The betrothal of Mary and Joseph: a true marriage

# The Marriage of Mary and Joseph

The term *desposórios de Maria e José* refers to the legitimate royal marriage that united the Virgin of Nazareth to the carpenter from David’s house. To the question, “Were Mary and Joseph married?” the answer from both Scripture and the Church is an unequivocal yes: according to Jewish matrimonial custom, the betrothal (*qiddushin*) created a fully valid marital bond, hence the Gospels refer to Mary as Joseph’s wife even before cohabitation (Matthew 1:18-25 and Luke 1:27).

## The Jewish Marriage in Two Stages: *Qiddushin* and *Nissuin*

To comprehend the betrothal, one must move beyond the modern concept of “engagement.” In Second Temple Judaism, marriage took place in two distinct stages, usually separated by about a year. The first stage was the *qiddushin* (קידושין), also known as *erusin*, where, in front of witnesses, a man acquired a woman as his wife through consent and the payment of the *mohar*, the bride price. From this moment onwards, the woman was legally a full spouse. This is evident in the Torah: Deuteronomy 22:23-24 treats a betrothed young woman who joins another man as an adulteress, subject to the same penalties as a married woman, and the dissolution of the bond required a divorce letter (*get*).

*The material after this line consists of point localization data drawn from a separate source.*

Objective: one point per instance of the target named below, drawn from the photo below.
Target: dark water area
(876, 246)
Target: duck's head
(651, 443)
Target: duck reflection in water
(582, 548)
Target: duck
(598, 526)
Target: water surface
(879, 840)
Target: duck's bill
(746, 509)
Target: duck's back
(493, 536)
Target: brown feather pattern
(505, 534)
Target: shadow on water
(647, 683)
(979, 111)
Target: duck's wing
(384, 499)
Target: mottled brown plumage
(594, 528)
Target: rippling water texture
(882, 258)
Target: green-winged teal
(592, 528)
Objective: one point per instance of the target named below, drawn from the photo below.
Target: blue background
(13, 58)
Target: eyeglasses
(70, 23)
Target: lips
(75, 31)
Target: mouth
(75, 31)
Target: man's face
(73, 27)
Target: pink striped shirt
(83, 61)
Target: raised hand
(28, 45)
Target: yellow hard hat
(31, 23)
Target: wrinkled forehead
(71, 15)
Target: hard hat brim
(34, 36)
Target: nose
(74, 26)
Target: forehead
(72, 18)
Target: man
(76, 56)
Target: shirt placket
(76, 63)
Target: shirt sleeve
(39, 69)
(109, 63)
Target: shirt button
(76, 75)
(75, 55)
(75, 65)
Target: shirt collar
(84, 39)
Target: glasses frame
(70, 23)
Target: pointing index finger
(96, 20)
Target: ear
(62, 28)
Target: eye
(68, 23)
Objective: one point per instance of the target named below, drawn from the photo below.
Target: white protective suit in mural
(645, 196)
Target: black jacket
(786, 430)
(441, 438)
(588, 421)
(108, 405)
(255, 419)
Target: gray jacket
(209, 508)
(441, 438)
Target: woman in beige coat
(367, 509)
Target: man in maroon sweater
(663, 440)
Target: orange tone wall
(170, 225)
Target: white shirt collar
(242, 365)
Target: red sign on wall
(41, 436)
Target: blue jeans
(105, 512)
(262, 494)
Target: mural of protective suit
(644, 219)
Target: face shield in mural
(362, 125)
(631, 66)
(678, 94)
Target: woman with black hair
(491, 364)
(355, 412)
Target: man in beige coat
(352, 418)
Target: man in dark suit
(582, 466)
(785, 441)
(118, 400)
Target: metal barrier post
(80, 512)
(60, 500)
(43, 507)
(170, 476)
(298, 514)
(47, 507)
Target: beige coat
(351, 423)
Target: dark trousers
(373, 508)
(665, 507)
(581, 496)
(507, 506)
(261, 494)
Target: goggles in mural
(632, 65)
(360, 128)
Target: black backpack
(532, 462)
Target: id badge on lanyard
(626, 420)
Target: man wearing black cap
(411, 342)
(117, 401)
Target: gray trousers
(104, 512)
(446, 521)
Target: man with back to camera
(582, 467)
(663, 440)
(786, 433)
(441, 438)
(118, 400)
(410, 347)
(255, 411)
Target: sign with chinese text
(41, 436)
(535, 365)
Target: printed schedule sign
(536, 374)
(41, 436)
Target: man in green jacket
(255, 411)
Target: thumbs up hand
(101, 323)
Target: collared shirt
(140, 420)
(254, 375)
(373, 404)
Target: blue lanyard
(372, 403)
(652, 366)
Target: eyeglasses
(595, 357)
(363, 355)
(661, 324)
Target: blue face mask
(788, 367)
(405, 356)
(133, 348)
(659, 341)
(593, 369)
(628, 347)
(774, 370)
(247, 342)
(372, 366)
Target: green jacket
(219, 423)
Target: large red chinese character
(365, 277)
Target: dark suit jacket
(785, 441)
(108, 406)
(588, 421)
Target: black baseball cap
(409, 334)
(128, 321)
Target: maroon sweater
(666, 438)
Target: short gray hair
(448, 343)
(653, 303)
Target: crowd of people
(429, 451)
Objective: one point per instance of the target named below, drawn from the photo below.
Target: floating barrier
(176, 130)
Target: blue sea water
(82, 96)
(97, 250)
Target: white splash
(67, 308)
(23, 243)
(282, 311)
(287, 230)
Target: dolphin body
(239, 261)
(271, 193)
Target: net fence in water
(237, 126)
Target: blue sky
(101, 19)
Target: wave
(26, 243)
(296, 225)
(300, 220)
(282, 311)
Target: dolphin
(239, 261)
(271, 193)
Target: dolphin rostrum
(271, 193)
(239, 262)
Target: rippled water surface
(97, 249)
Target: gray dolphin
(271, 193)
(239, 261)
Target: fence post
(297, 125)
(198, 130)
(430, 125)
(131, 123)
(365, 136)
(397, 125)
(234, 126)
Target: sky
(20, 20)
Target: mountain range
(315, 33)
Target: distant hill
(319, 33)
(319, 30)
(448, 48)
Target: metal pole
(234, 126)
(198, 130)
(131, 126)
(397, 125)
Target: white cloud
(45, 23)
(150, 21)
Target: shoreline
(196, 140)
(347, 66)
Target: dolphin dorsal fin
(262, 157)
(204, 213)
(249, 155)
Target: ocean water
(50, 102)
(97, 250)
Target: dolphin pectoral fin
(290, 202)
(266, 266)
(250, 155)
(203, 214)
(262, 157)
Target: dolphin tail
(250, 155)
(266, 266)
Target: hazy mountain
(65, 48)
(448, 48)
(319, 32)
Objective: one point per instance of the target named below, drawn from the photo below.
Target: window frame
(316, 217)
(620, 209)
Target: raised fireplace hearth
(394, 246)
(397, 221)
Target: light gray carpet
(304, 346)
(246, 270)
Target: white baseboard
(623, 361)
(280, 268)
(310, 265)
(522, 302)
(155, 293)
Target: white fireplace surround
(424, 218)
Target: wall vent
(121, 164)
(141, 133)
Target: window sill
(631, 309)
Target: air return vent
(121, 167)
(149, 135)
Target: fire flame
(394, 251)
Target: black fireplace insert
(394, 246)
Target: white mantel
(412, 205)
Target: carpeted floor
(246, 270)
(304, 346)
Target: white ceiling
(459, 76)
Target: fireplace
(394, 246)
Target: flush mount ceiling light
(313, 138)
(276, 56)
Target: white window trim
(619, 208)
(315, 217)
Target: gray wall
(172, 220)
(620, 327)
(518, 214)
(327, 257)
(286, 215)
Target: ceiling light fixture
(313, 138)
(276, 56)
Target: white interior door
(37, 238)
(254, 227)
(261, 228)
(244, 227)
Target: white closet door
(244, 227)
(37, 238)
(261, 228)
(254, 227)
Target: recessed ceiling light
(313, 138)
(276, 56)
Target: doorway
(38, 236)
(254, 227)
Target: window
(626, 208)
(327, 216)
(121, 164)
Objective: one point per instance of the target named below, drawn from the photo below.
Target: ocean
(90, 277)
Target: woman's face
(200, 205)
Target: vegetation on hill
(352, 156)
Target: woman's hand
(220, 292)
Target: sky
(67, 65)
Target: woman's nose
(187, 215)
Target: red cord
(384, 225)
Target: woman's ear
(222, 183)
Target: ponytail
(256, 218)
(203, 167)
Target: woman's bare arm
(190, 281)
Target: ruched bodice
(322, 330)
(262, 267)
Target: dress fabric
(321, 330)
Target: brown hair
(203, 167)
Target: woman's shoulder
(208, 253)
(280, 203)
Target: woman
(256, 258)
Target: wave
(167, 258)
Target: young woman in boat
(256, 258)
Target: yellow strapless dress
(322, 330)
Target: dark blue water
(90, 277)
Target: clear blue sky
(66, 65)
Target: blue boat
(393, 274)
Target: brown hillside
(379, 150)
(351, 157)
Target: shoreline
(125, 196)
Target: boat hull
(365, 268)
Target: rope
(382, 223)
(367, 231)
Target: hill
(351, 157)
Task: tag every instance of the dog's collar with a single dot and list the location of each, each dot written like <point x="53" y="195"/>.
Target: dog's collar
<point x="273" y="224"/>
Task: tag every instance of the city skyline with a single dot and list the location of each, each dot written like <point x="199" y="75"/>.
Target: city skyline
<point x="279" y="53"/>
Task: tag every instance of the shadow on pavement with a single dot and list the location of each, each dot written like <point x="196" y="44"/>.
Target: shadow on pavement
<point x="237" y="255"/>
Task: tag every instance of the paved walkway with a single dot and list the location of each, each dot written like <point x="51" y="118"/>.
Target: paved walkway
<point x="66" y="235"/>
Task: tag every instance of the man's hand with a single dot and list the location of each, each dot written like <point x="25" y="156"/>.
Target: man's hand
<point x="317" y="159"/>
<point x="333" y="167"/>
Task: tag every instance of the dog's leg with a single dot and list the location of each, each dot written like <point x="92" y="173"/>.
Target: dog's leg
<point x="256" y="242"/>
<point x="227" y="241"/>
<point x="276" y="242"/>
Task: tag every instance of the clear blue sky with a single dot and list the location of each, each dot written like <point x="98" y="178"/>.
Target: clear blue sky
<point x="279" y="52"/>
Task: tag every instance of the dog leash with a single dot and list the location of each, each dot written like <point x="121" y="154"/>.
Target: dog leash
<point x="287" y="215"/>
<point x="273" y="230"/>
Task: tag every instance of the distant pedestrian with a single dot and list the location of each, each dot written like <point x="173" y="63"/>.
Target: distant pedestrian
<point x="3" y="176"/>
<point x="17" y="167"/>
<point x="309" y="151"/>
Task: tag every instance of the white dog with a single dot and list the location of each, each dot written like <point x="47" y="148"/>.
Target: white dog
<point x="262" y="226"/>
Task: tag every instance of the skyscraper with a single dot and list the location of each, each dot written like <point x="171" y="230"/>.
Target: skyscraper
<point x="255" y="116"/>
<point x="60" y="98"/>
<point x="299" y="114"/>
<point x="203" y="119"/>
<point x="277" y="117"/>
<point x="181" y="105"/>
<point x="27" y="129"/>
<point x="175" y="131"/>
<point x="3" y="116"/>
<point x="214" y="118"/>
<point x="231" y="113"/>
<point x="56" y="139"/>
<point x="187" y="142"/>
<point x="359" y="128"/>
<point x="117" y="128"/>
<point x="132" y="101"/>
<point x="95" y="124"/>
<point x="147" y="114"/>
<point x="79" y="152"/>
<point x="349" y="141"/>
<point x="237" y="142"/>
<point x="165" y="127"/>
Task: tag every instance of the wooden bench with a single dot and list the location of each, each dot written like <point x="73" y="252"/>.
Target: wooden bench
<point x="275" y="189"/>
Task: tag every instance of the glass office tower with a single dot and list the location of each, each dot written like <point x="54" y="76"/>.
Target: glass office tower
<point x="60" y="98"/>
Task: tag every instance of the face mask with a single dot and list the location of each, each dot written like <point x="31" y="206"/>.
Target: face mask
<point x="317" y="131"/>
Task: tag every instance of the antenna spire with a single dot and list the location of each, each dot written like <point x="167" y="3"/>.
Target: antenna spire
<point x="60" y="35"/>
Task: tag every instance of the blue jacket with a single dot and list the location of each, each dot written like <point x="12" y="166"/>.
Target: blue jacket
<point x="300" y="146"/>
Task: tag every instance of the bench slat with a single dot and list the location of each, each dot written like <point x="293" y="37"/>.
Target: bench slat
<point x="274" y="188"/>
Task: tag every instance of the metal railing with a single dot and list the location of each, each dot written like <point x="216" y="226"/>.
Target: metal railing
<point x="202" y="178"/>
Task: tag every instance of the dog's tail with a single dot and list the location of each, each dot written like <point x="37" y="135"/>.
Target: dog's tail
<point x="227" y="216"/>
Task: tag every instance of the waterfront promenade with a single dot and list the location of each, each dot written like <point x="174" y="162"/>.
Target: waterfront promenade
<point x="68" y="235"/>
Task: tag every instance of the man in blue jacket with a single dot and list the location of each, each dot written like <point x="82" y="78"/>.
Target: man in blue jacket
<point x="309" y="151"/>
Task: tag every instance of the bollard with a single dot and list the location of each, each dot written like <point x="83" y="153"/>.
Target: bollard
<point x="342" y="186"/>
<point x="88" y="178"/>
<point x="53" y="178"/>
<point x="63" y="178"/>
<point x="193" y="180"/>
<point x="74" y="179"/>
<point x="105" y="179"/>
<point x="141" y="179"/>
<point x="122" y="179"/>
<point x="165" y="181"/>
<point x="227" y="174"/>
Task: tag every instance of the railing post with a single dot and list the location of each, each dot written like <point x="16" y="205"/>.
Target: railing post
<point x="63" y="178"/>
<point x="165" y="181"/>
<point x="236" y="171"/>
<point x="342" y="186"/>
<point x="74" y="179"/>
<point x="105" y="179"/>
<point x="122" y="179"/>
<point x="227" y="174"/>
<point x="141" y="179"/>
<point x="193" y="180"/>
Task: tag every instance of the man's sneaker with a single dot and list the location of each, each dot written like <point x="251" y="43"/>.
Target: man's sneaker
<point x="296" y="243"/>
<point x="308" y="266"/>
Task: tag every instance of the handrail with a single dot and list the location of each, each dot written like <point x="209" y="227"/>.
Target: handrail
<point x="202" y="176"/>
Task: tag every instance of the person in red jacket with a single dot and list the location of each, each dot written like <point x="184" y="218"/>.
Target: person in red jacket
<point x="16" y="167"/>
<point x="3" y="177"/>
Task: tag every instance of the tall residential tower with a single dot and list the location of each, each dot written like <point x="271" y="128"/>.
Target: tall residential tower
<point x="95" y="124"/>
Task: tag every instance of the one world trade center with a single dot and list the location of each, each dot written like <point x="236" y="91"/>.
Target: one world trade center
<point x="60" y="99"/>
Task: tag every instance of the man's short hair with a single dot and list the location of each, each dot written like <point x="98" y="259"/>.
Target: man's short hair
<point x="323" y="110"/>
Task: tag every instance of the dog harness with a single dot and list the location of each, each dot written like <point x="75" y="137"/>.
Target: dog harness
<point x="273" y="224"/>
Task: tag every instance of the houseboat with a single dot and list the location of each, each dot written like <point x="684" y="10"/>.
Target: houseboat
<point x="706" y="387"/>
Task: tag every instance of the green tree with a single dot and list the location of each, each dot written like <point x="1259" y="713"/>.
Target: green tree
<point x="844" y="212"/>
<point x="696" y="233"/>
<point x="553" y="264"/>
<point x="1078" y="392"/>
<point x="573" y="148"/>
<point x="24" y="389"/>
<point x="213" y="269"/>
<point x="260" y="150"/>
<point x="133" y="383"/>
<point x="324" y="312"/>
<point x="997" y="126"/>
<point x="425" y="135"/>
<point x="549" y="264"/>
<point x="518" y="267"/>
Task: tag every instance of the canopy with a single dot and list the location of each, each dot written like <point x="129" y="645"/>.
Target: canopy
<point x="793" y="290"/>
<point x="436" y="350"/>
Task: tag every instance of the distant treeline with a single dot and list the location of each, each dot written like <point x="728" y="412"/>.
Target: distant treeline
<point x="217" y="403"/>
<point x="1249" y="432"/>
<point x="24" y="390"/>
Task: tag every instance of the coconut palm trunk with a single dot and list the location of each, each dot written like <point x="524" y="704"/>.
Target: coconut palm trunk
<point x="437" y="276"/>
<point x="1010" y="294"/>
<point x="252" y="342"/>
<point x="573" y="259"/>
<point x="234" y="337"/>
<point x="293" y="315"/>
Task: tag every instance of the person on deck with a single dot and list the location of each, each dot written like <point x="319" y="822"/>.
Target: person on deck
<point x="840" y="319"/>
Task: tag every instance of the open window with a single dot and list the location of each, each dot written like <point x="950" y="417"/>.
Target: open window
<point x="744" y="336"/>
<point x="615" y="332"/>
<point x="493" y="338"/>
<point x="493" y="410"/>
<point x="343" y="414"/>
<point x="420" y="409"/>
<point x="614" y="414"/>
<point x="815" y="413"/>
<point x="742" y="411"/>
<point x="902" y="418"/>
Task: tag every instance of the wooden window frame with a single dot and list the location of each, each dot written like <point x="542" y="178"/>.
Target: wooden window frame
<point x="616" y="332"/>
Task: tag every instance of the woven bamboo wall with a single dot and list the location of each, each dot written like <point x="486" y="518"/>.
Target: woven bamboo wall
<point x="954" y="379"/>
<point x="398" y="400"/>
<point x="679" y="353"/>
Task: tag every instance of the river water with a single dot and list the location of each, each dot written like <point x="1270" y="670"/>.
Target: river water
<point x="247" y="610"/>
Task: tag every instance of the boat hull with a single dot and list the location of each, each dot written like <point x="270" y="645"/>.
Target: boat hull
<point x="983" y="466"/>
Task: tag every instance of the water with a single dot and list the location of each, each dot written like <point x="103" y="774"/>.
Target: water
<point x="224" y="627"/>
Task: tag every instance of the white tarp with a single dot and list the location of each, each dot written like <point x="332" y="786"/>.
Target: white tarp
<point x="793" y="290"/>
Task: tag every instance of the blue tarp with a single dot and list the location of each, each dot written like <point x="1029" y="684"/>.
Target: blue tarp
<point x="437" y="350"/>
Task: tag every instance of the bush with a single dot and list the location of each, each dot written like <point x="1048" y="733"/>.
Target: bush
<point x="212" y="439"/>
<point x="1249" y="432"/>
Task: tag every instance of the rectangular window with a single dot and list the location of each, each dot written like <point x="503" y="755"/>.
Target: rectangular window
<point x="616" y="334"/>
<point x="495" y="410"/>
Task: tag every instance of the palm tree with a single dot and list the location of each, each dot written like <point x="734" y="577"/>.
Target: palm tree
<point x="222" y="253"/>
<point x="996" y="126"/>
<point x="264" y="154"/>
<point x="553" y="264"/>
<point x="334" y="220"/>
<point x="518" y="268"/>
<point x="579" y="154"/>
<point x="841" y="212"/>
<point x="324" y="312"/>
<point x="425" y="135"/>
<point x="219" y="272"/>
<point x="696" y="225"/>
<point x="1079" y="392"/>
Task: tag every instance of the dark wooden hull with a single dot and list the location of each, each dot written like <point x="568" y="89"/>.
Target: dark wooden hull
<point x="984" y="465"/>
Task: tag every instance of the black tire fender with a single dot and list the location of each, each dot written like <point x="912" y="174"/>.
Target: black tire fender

The second stage was the *nissuin* (נישואין), from a root suggesting “raising” or “leading,” marking the wedding ceremony where the husband took his wife from her father’s house to his own home, initiating cohabitation. During this period, the woman remained with her family of origin but was no longer considered a bride in our modern sense; she was a spouse awaiting her journey to her husband’s home. It is precisely during this interval that the Gospels place the Annunciation and the virgin conception of Jesus.

## What the Gospels Say: Matthew 1:18-25 and Luke 1:27

Matthew begins his narrative with legal precision: *”μνηστευθείσης τῆς μητρὸς αὐτοῦ Μαρίας τῷ Ἰωσήφ”* (Having been betrothed to his mother Mary, Joseph) (Matthew 1:18). Luke uses the same verb: the angel is sent to a virgin who was *εμμεστευμένην* (betrothed) to a man named Joseph (Luke 1:27). The Greek participle *mnesteuomai* technically translates *qiddushin*. Mary was already Joseph’s wife, even before they cohabited.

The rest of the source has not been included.